Le professeur Henri Kalama a décrié, « l’inexistence des marchés internes d’art contemporain en RDC ». Pour cela, il a montré l’intérêt de copier le modèle chinois, « en créant un marché international interne dicté par des œuvres d’art critiques, lequel marché qui correspondrait aux cours et à l’éducation endogènes de la nation », a-t-il proposé.

Il a ainsi vanté les prouesses de son établissement qui met la main à la pâte pour tant bien que mal pallier ces problèmes, qui nuisent à l’art contemporain et à ses auteurs en RDC. « Nous en tant qu’école d’art, le mérite que nous avons aujourd’hui c’est d’avoir reconstruit ce qui était une académie sans académisme. »

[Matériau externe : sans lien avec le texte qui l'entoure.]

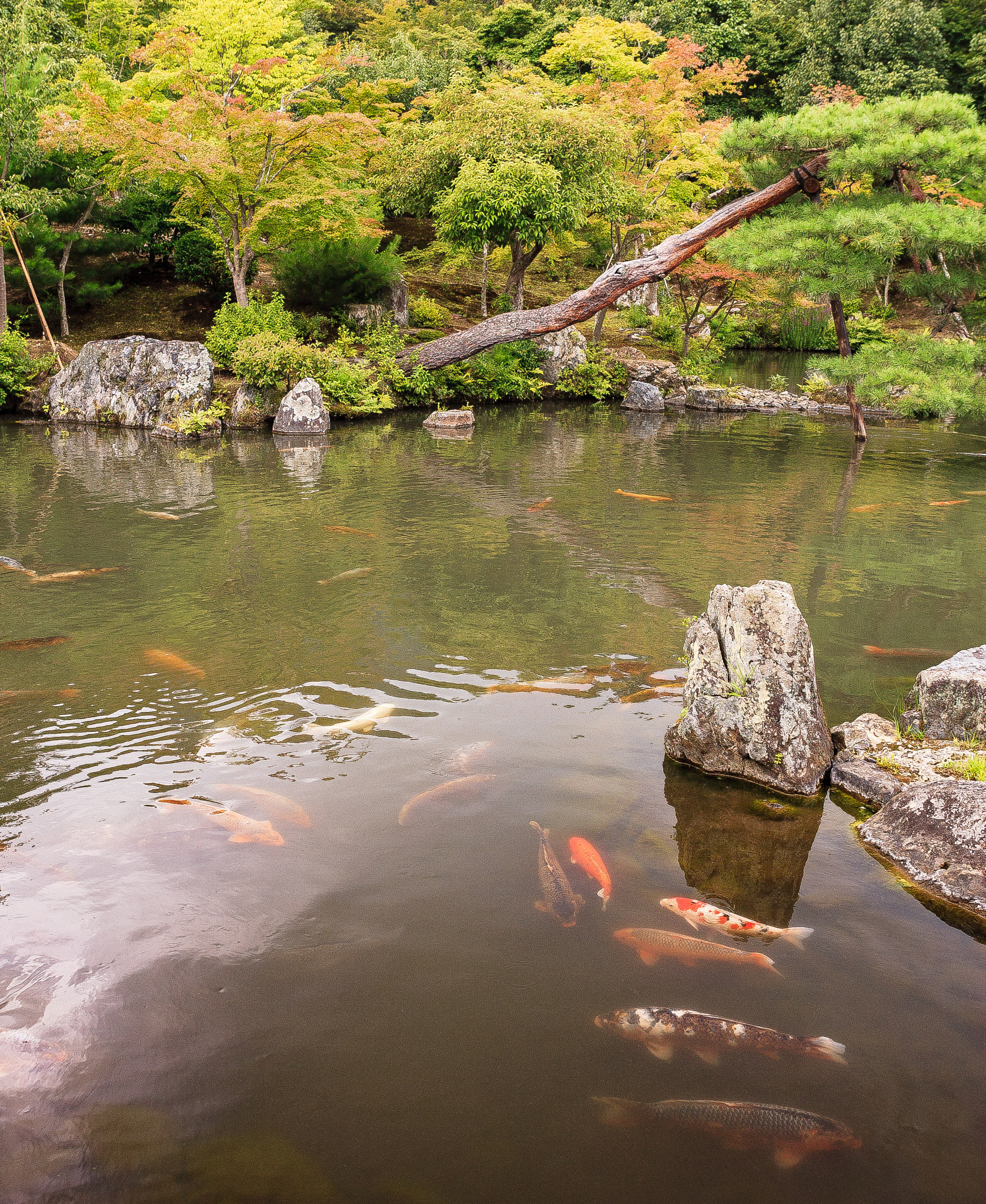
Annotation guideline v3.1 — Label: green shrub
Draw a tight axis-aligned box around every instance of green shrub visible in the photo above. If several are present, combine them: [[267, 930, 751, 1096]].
[[0, 327, 41, 404], [206, 293, 296, 369], [555, 343, 627, 404], [407, 293, 452, 330], [275, 239, 403, 313]]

Et d’expliquer, « parce qu’avec un académisme, on produit des œuvres qui sont décalés, c’est-t-à dire qui font appel à l’esprit critique. Nous travaillons sur des tableaux pour lesquels les étudiants veulent produire un travail qui correspond presque aux œuvres qui se sont imposées comme des arts critiques. »

Henri Kalama a profité de l’occasion pour recommander aux enseignants d’inculquer un esprit critique dans leurs enseignements afin d’amener « les étudiants à suivre leur voie et à répondre à la question du pourquoi dans leurs productions académiques ou professionnelles ».